Social mobility refers to the movement of individuals or groups in social position over time. Most commonly, social mobility refers to the change in wealth and social status of individuals or families. However, it may also refer to changes in health status, literacy rate, education, or other variables among groups, such as classes, ethnic groups, or countries.
Types of Social Mobility
Social mobility typically refers to vertical mobility—movement of individuals or groups up or down from one socio-economic level to another, often by changing jobs or marriage. Nonetheless, social mobility can also refer to horizontal mobility—movement from one position to another within the same social level, as when someone changes between two equally prestigious occupations.
In some cases, social mobility is intergenerational, as when children attain a higher or lower status than their parents held. Other times, social mobility is intra-generational, meaning that a person changes status within their lifetime. A high level of intergenerational mobility is often considered praiseworthy, and can be seen as a sign of equality of opportunity in a society.
Social mobility can be enabled to varying extents by economic capital, cultural capital, human capital, and social capital. Economic capital includes a person's financial and material resources, such as income and accumulated wealth. Cultural capital includes resources ranging from holding a graduate degree to having a grasp of a group's customs and rituals, both of which may confer an advantage in job markets and social exchanges. Human capital refers to such individual traits as competence and work ethic, which may enable increased educational or professional attainment. Social capital includes the advantages conferred by one's social network, such as access to professional opportunities and insider knowledge. These types of capital facilitate mobility by providing access to opportunities and the tools to acquire wealth and status.
Societies present different opportunities for mobility depending on their system of values. For example, Western capitalist countries are generally meritocratic, in which social standing is based on such personal attributes as educational attainment, income, and occupational prestige. In such countries, highly skilled jobs pay better than low-skilled jobs. This type of society has an open status system, which functions on the basis of achieved status, or status gained through one's own merit. Thus, the degree of mobility in Western capitalist states ideally depends on the extent to which individuals have access to educational and economic opportunity, rather than their position at birth. On the other hand, closed status systems are based on ascribed status. Ascribed status is a fixed position a person is born into, not based on their performance. When this ascriptive status rule is used (for example, in Medieval Europe), people are placed in a position based on personal traits beyond their control.
The ability of an individual to become wealthy out of poverty does not necessarily indicate that there is social mobility in his or her society. Some societies with low or nonexistent social mobility afford free individuals opportunities to initiate enterprise and amass wealth, but wealth fails to "buy" entry into a higher social class. In feudal Japan and Confucianist China, wealthy merchants occupied the lowest ranks in society. In pre-revolutionary France, a nobleman, however poor, was from the "second estate" of society and thus considered superior to a wealthy merchant (from the "third estate"). These examples demonstrate how social mobility is not simply based on economic capital, but also social and cultural capital.

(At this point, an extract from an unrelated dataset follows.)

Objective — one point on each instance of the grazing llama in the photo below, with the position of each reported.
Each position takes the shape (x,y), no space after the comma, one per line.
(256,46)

A Comparative View of Social Mobility
Several studies have been conducted to compare social mobility between countries. Recent data shows that of nine developed countries, the United States and United Kingdom have the lowest intergenerational vertical social mobility, with about half of the advantages of having a parent with a high income passed on to the next generation. The four developed countries with the the highest social mobility are Denmark, Norway, Finland, and Canada, with less than 20% of advantages of having a high income parent passed on to their children.
Intergenerational Mobility in a Sample of Developed Countries
This graph shows the results of a study on how much intergenerational social mobility there is in a sample of developed countries. Countries with higher intergenerational income elasticity have lower social mobility -- in countries on the left of the graph, children are likely to attain the same social status as their parents.
Not only does social mobility vary across types of countries, it can also change over time. For example, social mobility in the United States has varied widely since the 19th century. In the United States in the mid-19th century, inequality was low and social mobility was high. In the 19th century, the U.S. had much higher social mobility than comparably developed nations like the U.K., due in part to the common school movement and open public school system, a large farming industry, and high geographic mobility. However, during the latter half of the 20th century and the early 21st century, social mobility has decreased and social inequality has grown in the U.S. In other words, in the U.S. an individual's family background may be more predictive of social position today than it was in 1850.